The available options are listed below:

Table 1. Hop-conf Options
Short Option Extended Option Description

-h

--help

Displays this help message and quits

-v

--version

Print version information and exit

-ec

--environment-create

Create an environment Also specify the name and its home

-ed

--environment-delete

Delete an environment

-el

--environment-list

List the defined environments

-em

--environment-modify

Modify an environment

-pc

--project-create

Create a new project. Also specify the name and its home

-pd

--prject-delete

Delete a project

-pl

--project-list

List the defined projects

-pm

--project-modify

Modify a project

-dv

--describe-variable=<describeVariable>

Describe a variable

-e

-environment=<environmentName>

The name of the environment to manage

-ep

--environment-project=<environmentProject>

The project for the environment

-eu

--environment-purpose=<environmentPurpose>

The purpose of the environment: Development, Testing, Production, CI, …​

-fj

--generate-fat-jar=<fatJarFilename>

Specify the filename of the fat jar to generate from your current software installation

-xm

--export-metadata=<metadataJsonFilename>

Export project metadata to a single JSON file which you can specify with this option. Also specify the -p option to know which metadata to export.

-p

--project=<projectName>

The project name

-pa

--project-metadata-base=<projectMetadataBaseFolder>

The metadata base folder (relative to home)

-pb

--project-datasets-base-base=<projectDataSetsCsvFolder>

The data sets CSV folder (relative to home)

-pf

--project-config-file=<projectConfigFile>

The configuration file relative to the home folder. The default value is project-config.json

-ph

--project-home=<projectHome>

The home directory of the project

-pp

--project-company=<projectCompany>

The company

-ps

--project-description=<projectDescription>

The description of the project

-pt

--project-department=<projectDepartment>

The department

-pu

--project-unit-tests-base=<projectUnitTestsBasePath>

The unit tests base folder (relative to home)

-px

--project-enforce-execution=<projectEnforceExecutionInHome>

Validate before execution that a workflow or pipeline islocated in the project home folder or a sub-folder (true/false)

-sv

--set-variable=<setVariable>

Set a variable, use format VAR=Value

-sv can be used to unset a variable by specifying a variable without a value, e.g. -sv=myvar=

-cfg

--config-file=<configFile>

Specify the configuration JSON file to manage

-cfd

--config-file-describe-variables=<configDescribeVariables>[,<configDescribeVariables>…​]

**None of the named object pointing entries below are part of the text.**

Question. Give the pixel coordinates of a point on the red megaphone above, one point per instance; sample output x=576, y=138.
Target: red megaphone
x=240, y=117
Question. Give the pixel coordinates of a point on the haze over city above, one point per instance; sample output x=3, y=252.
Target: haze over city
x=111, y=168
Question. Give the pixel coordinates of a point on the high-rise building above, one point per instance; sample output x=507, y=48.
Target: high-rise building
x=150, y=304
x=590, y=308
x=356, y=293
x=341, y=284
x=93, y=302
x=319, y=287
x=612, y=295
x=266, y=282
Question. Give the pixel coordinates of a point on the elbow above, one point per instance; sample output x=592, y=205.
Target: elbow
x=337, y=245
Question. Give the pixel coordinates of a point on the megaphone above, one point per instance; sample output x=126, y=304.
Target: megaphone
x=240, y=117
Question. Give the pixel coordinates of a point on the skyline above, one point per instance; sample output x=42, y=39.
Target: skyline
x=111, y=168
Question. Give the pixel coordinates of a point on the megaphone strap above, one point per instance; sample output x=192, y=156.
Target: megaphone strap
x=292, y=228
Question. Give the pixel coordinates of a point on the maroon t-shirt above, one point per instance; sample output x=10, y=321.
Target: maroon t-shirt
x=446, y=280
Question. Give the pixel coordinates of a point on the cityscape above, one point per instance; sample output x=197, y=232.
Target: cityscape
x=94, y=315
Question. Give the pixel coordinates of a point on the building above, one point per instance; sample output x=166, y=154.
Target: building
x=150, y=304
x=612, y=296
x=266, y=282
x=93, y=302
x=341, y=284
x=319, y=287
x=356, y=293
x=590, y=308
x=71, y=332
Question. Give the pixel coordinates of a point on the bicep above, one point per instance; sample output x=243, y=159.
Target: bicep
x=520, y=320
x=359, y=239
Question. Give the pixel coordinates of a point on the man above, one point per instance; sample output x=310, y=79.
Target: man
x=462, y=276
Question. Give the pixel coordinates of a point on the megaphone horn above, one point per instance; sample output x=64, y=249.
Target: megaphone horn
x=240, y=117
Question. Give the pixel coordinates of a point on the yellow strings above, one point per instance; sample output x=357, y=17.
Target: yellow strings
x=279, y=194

A list of variable=description combinations separated by a comma

-cfv

--config-file-set-variables=<configSetVariables> ,<configSetVariables>…​]

A list of variable=value combinations separated by a comma

-eg

--environment-config-files=<environmentConfigFiles>[, <environmentConfigFiles>…​]

A list of configuration files for this lifecycle environment, comma separated

-pv

--project-variables=<projectVariables>[,<projectVariables>…​]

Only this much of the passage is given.